Markus Gisdol kehrt ohne große Sentimentalitäten zu 1899 Hoffenheim zurück. "Ich hatte eine spannende und schöne Zeit in Hoffenheim, und freue mich darauf, alte Wegbegleiter wieder zu treffen. Aber dieses sportliche Kapitel ist abgeschlossen, der Fokus liegt ganz klar auf der schwierigen Aufgabe, die uns dort mit dem HSV erwartet“, sagte der 47-Jährige der Deutschen Presse-Agentur.

Gisdol lobte die Arbeit seines 29 Jahre alten Kollegen Julian Nagelsmann, der als jüngster Erstliga-Coach den Hoffenheimern zu einem Höhenflug verholfen hat. "Julian hat ein gutes Team geformt, das stabil und gereift wirkt“, sagte er. "Wir als HSV müssen es schaffen, ihnen weh zu tun und an dieser Stabilität zu rütteln.“

Arp sammelt Länderpunkte

Zu Beginn der Länderspielpause hatte Markus Gisdol Jann-Fiete Arp noch bei den Profis mittrainieren und beim 8:0-Sieg gegen Teutonia auch spielen lassen, jetzt befindet sich der 16-Jährige selbst auf Länderspieltour. In Island bestreitet der Stürmer mit der deutschen U17 heute und am Sonnabend zwei Test gegen die Gastgeber. Arps bisherige Bilanz beim DFB: Drei Spiele, zwei Treffer. Damit ist der Angreifer gemeinsam mit Nicolas Kühn (RB Leipzig) der aktuell beste Schütze seines Jahrgangs.

Hier sendet Jann-Fiete Arp Grüße über den neuen Instagram-Account der HSV-Nachwuchsabteilung:

Voller Block auch in Hoffenheim

Beim letzten Gastspiel war der Auswärtsblock in Hoffenheim ausverkauft, und auch dieses Mal werden den HSV mehr als 3000 Fans im Kraichgau unterstützen.
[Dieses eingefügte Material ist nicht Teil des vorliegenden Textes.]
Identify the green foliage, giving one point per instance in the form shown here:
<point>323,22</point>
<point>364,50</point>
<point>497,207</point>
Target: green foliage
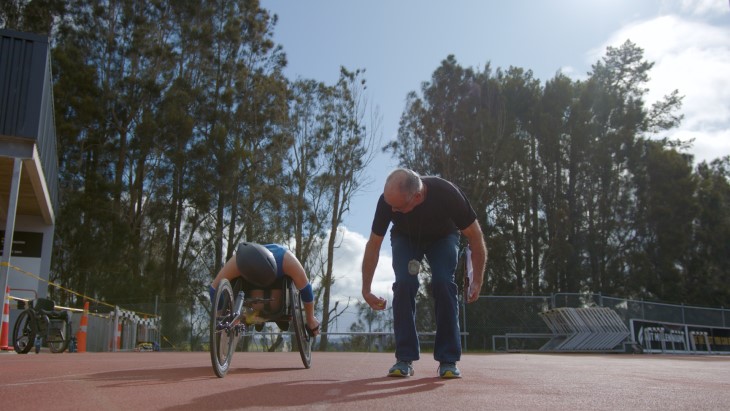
<point>178,140</point>
<point>574,184</point>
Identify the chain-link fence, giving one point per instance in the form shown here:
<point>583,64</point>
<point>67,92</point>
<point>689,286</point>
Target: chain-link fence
<point>185,327</point>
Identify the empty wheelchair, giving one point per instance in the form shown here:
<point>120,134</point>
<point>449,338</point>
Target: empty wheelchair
<point>42,323</point>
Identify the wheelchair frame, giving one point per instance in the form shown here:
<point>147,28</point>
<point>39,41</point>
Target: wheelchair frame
<point>42,320</point>
<point>228,322</point>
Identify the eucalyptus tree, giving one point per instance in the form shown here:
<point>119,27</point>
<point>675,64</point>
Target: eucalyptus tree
<point>347,153</point>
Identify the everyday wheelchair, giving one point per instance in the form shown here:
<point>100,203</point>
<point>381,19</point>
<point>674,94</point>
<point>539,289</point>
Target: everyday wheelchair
<point>40,323</point>
<point>231,318</point>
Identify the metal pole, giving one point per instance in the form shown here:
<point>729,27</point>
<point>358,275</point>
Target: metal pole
<point>10,226</point>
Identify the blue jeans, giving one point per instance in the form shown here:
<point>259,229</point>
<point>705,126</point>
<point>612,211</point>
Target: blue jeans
<point>442,256</point>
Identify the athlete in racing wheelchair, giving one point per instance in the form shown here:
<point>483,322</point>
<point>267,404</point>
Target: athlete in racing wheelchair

Stand Donnerstagvormittag wurden in Hamburg 2600 Karten abgesetzt, dazu werden etliche Anhänger aus Süddeutschland hinzustoßen. Die Reiselust ist also ungebrochen, die Fanbetreuung macht noch keinen negativen Trend aus. "Die Hoffnung stirbt zuletzt. Das ist ja auch unsere Stärke", sagt Fanbetreuer Cornelius Göbel.

Mut dürfte dem Anhang auch die letzte Fahrt nach Sinsheim machen: Am 24. Oktober 2015 durfte er über einen 1:0-Sieg durch ein spätes Tor von Pierre-Michel Lasogga jubeln. Es war das letzte Spiel des heutigen HSV-Trainers Markus Gisdol auf der Hoffenheimer Bank. Ansonsten ist die Auswärtsbilanz gegen die TSG mit zwei Siegen, einem Unentschieden und fünf Niederlagen (6:19 Tore) deutlich negativ.

Demirbay erneuert seine Aussagen

Ähnlich wie bereits im Abendblatt hat sich Kerem Demirbay nun auch noch einmal im "Kicker" über seine Zeit als HSV-Profi geäußert. "Ich habe dort keine Chance bekommen“, sagte der jetzige Hoffenheimer in einem am Donnerstag veröffentlichten Interview. "Speziell in meiner Zeit in Düsseldorf hat sich nie jemand aus Hamburg nach mir erkundigt. Wie es mir geht oder wie es läuft“, sagte Demirbay. "Sie gaben mir nie das Gefühl, ihnen wichtig zu sein.“

Am Ende habe man sich aber im Guten getrennt. Er sei dem HSV dankbar für die Chance, als junger Spieler Profi zu werden. Für die Türkei hat der 23-Jährige bereits in der U21-Mannschaft gespielt, allerdings stand er auch schon im Kader der deutschen Junioren-Auswahl. "Wir haben entschieden, dass ich meinen deutschen Pass nicht abgeben werde, aber die doppelte Staatsbürgerschaft beantrage.“ Wenn das genehmigt werde, sei er "offen für alles“.